- Born: 3 January 1946 Te Kūiti, New Zealand
- Died: 3 June 2010 (aged 64) Auckland, New Zealand
- Education: University of Auckland; University of Leeds;
- Scientific career
- Theses: Growth of fungi on potato extract media (1968); Genetic and biochemical studies of phosphoenolpyruvate carboxykinase in Neurospora crassa. (1972);

= Ross Beever =

New Zealand mycologist and geneticist (1946–2010)

Ross Ewen Beever (3 January 1946 – 3 June 2010) was a New Zealand geneticist and mycologist.

==Academic career==
Born in Te Kūiti, Beever completed a MSc at Auckland University with a thesis Growth of fungi on potato extract media and a PhD at Leeds entitled Genetic and biochemical studies of phosphoenolpyruvate carboxykinase in Neurospora crassa.

On his return to New Zealand he worked for DSIR and later Landcare Research, principally on Botrytis cinerea and other important plant diseases including Phytoplasma australiense, responsible for cabbage tree mortality, and Phytophthora species responsible for kauri dieback.

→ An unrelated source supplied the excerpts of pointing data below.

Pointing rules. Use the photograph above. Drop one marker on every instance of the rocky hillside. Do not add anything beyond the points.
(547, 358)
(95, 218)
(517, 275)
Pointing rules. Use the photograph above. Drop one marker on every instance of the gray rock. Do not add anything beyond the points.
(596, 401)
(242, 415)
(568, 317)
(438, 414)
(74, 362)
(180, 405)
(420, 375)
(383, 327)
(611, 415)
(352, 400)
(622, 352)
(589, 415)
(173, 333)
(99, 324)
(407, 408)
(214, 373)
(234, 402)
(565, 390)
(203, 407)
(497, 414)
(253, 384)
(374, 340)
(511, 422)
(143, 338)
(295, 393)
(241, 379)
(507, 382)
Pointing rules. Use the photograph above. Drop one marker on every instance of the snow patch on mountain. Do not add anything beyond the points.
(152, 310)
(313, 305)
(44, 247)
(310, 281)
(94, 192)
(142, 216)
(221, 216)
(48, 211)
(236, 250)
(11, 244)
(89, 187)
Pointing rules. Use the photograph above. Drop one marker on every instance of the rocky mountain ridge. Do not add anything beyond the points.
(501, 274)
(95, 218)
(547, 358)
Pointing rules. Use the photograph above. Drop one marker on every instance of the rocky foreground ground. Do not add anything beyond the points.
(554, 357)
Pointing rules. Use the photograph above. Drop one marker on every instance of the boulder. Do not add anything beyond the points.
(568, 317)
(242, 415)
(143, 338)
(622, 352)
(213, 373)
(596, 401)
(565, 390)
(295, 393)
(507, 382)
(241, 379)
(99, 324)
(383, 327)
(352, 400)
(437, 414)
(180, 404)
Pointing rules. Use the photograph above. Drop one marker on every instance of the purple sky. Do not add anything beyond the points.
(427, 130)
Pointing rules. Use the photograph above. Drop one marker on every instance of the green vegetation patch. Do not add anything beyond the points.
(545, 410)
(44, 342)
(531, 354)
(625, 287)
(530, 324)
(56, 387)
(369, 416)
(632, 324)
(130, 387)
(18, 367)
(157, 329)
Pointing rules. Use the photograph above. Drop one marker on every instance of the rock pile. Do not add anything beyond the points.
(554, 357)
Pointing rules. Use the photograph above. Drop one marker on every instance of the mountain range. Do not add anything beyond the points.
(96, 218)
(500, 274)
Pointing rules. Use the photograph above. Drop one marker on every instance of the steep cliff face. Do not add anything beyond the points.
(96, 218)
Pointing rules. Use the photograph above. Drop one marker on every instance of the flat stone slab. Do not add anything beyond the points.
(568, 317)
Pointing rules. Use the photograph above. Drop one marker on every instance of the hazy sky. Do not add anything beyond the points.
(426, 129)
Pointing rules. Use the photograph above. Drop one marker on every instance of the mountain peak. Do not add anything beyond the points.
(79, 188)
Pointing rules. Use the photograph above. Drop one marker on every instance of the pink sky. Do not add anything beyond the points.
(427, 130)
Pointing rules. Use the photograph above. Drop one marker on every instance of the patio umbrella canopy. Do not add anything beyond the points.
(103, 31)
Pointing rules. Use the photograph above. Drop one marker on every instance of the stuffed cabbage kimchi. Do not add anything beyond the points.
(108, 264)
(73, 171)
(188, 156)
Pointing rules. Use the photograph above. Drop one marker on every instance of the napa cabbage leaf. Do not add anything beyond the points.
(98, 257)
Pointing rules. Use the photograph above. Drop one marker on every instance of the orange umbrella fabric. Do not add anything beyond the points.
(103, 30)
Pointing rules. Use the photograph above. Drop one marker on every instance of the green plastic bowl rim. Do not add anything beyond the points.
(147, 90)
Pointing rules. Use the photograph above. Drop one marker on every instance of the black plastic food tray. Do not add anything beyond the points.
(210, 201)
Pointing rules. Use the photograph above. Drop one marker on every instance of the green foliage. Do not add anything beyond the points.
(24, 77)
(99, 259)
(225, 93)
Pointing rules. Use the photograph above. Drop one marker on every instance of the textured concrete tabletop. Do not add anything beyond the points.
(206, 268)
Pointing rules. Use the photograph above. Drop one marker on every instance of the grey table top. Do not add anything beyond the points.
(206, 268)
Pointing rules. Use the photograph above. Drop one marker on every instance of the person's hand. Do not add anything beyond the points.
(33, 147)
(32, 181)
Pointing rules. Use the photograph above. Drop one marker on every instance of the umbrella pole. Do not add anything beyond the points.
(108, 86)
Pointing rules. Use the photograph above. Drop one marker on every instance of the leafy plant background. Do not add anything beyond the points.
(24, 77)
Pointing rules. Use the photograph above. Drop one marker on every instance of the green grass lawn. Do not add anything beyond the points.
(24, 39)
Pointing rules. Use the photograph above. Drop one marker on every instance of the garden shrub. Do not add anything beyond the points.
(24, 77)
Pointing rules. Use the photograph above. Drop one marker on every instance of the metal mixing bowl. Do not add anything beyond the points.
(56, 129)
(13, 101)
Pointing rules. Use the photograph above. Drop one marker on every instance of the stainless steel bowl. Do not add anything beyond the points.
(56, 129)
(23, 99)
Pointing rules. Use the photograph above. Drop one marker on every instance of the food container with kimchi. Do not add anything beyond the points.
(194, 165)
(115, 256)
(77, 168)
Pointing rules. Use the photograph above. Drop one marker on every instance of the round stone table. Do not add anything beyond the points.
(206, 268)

He was elected a Fellow of the Royal Society of New Zealand in 2004.

Beever died in Auckland in 2010. The Ross Beever Memorial Mycological Award was established by the New Zealand Mycological Society in 2014. Fungus taxa named in his honour include the species Colletotrichum beeveri and Cortinarius beeverorum, and the genus Rossbeevera.